To solve this problem, the inoculation of zycov-d vaccine uses a needle free syringe to press on the skin. The high-pressure liquid flow penetrates the skin surface and is delivered under the skin rather than deep in the muscle tissue. There are a large number of immune cells in the area under the skin that can phagocytize and dispose of foreign virus particles. DNA capture here is much more efficient than muscle and less painful than injection.
Zycov-d vaccine also has disadvantages. For example, it takes at least three injections to achieve its initial efficacy, which puts pressure on vaccine transportation. In addition, other researchers have questioned the vaccine. On the one hand, its effectiveness is not as good as that of some existing mRNA vaccines, and the effectiveness of the latter can reach more than 90%. In this regard, jammel believes that the data of zycov-d vaccine are aimed at Delta mutants with stronger transmission power, while the data of mRNA vaccine are aimed at primary viruses, so it can not be simply compared from the data.

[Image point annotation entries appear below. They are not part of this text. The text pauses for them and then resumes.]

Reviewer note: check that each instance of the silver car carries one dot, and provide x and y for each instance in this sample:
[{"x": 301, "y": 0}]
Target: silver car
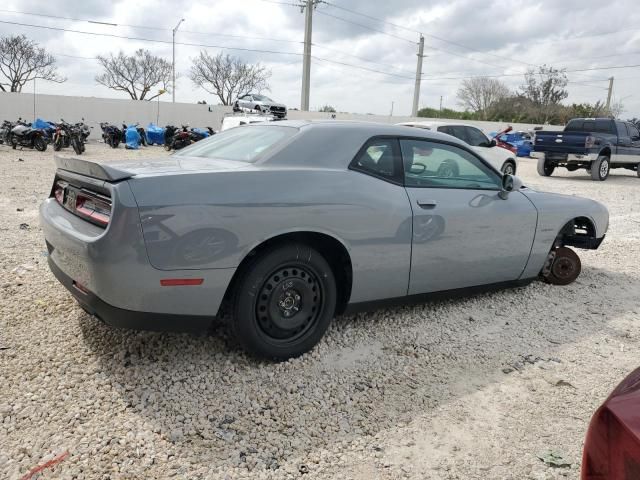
[
  {"x": 291, "y": 223},
  {"x": 260, "y": 104}
]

In addition, some researchers believe that the approval process of the vaccine is not transparent enough because the data at the later stage of clinical trials have not been published. Zydus Cadila said that the clinical trial is not over and will publish the complete analysis results soon. The company also said that the vaccine will be given priority in India in September and is expected to produce 50 million doses by the beginning of next year.
Prospect of DNA vaccine
Currently, many COVID-19 DNA vaccines are being developed worldwide. They use different antigens and transmission mechanisms. Among them, two vaccines have reached the late stage of clinical trial: one is the vaccine of angles company in Osaka, Japan; The other is the vaccine developed by inovio pharmaceutical company, which is assisted by Weiner. Among them, inovio vaccine needs to be injected subcutaneously. The delivery device used by inovio vaccine sends a short electric pulse to the skin and forms small holes in the cells to let the vaccine enter.

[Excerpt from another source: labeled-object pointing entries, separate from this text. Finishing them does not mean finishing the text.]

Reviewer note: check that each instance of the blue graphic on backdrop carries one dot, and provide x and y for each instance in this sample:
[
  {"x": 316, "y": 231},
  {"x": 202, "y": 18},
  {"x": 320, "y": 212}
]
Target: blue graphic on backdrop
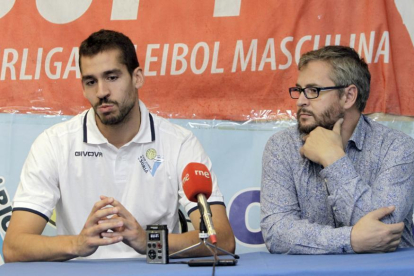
[{"x": 237, "y": 217}]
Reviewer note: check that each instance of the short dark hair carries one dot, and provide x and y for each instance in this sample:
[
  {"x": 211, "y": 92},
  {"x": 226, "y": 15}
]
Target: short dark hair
[
  {"x": 105, "y": 40},
  {"x": 347, "y": 68}
]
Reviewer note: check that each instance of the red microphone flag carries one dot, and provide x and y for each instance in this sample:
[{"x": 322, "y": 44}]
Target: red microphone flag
[{"x": 196, "y": 180}]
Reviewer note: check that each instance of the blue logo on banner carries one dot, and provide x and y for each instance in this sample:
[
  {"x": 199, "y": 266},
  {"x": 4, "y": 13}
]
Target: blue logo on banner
[{"x": 237, "y": 216}]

DNA vaccine in clinical trials
According to the vaccine tracking data of the World Health Organization in the above table, some new coronal DNA vaccines are in the early stage of clinical trials. One of them was developed by geneone life science, a biotechnology company in Seoul, Korea. The other is developed by bionet company in Bangkok, Thailand, and is currently conducting phase 1 clinical trial in Australia.

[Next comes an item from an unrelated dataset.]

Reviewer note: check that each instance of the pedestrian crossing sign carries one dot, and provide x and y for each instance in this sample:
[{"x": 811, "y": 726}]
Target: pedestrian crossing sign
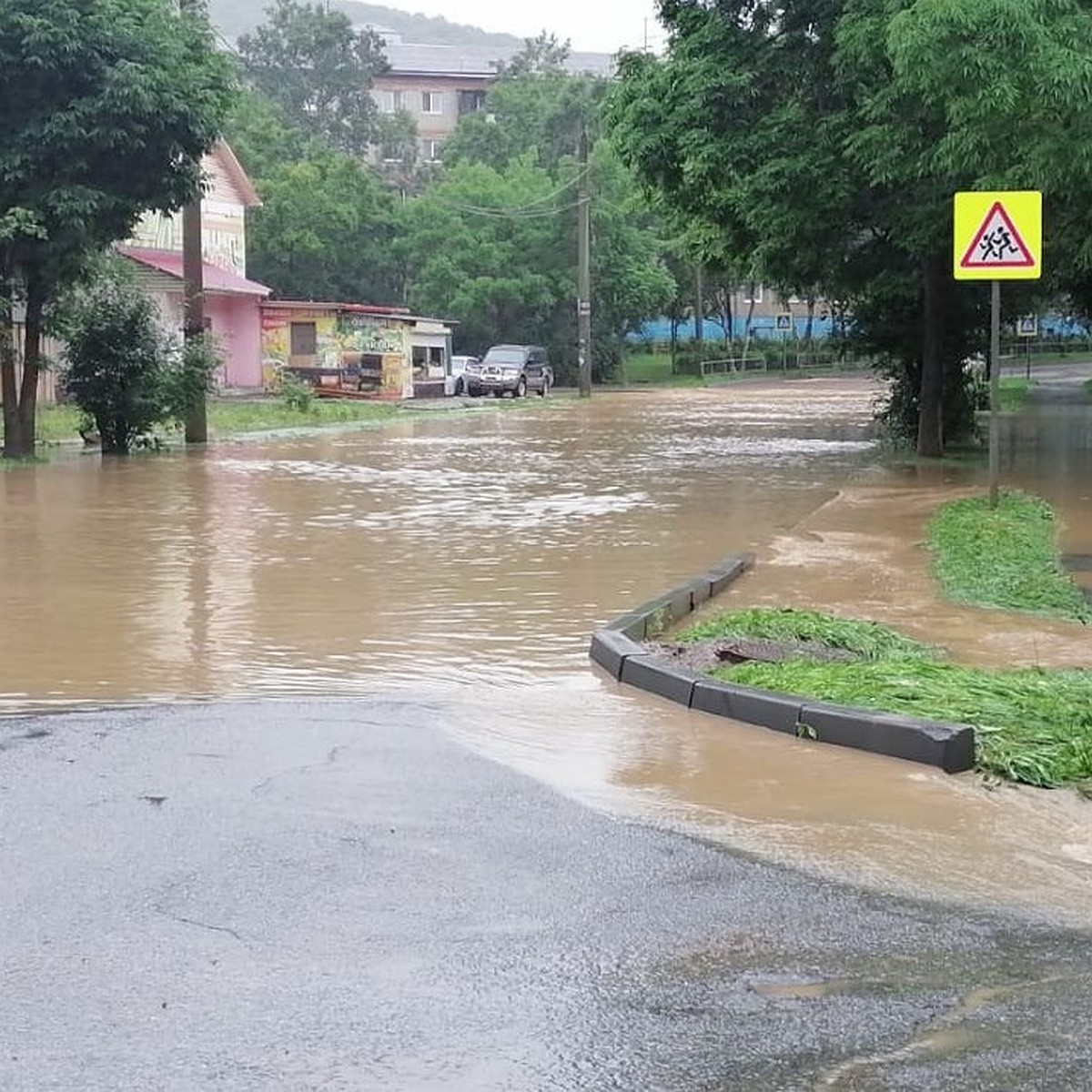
[{"x": 998, "y": 235}]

Not just for COVID-19, more DNA vaccines are being developed for diseases that are currently not available for vaccines, such as cytomegalovirus that can pass to the fetus during pregnancy, and respiratory syncytial virus infection. In addition, DNA vaccines against influenza, human papillomavirus (HPV), HIV (HIV), and Chai virus are also being developed. Even anti-cancer vaccines are expected to become possible.